Reliable software should definitely check returns codes, but maybe returns success. Inspecting the filesystem to verify the result is overdoing it, and race-y besides.
It's intercepting system calls with ptrace, so it could easily fool the process into thinking its calls did exactly what was expected. A cursory glance through the code indicates that it mostly does. However, it looks like it doesn't record changes to files so that they could be read back in by the application. So this will work for applications that read once and write once, but if the same file is written and read, it'll probably break.
This is what I immediately thought. This command should not be considered fail-proof. Even if you're fooling the caller returning successes when actually doing nothing, the trace displayed by this command can't be considered exactly what the program, running without being traced, would have done.

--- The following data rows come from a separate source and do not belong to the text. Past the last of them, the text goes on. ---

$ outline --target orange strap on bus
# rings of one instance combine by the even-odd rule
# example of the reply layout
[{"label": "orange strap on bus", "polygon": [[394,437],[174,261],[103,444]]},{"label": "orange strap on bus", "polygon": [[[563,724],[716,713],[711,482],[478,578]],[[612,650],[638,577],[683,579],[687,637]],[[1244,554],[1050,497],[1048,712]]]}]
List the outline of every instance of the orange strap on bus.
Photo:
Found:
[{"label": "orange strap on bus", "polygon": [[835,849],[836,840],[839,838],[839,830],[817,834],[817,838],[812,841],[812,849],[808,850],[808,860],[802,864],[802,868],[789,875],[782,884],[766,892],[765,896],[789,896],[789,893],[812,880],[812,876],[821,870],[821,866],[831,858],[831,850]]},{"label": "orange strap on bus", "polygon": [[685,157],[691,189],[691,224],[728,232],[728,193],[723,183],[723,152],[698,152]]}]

Sometimes I write a script that I am 99% sure that is correct. Let's say I write a regex that should delete files with a specific pattern. With maybe, I could run it and see the files it /actually/ intend to delete with a dry run.
I might not want to actually delete them without confirming it.
My favourite pattern for this use-case is to write script A that generates script B; instead of A invoking 'rm' directly, it runs 'echo rm', or even 'echo #rm'.
Then I open up script B in an editor and review the planned changes. Once I like what I see (potentially after a few edits) I run 'bash B'.
The tool seems to work by intercepting individual "blacklisted" system calls and then - instead of executing them - returning a nonsense value.
The issue is that this breaks every single POSIX spec and will therefore break any program that does more than a few trivial IO operations and relies on those operations to behave as specified.
So it might work for a simple demo case where a small script only does a single file modification and never checks the results, but for any serious program (think a database, a complex on-disk format or really anything that does network IO) this will lead to corruption and undefined behaviour as system calls will return erroneous success values or invalid file descriptors.
I think to actually make this work one would have to emulate the system calls and make sure everything stays POSIX compliant. Doing this correctly for calls like mmap might get tricky though (and won't be possible from within a python runtime). And even then it isn't obvious how something like network IO would be handled.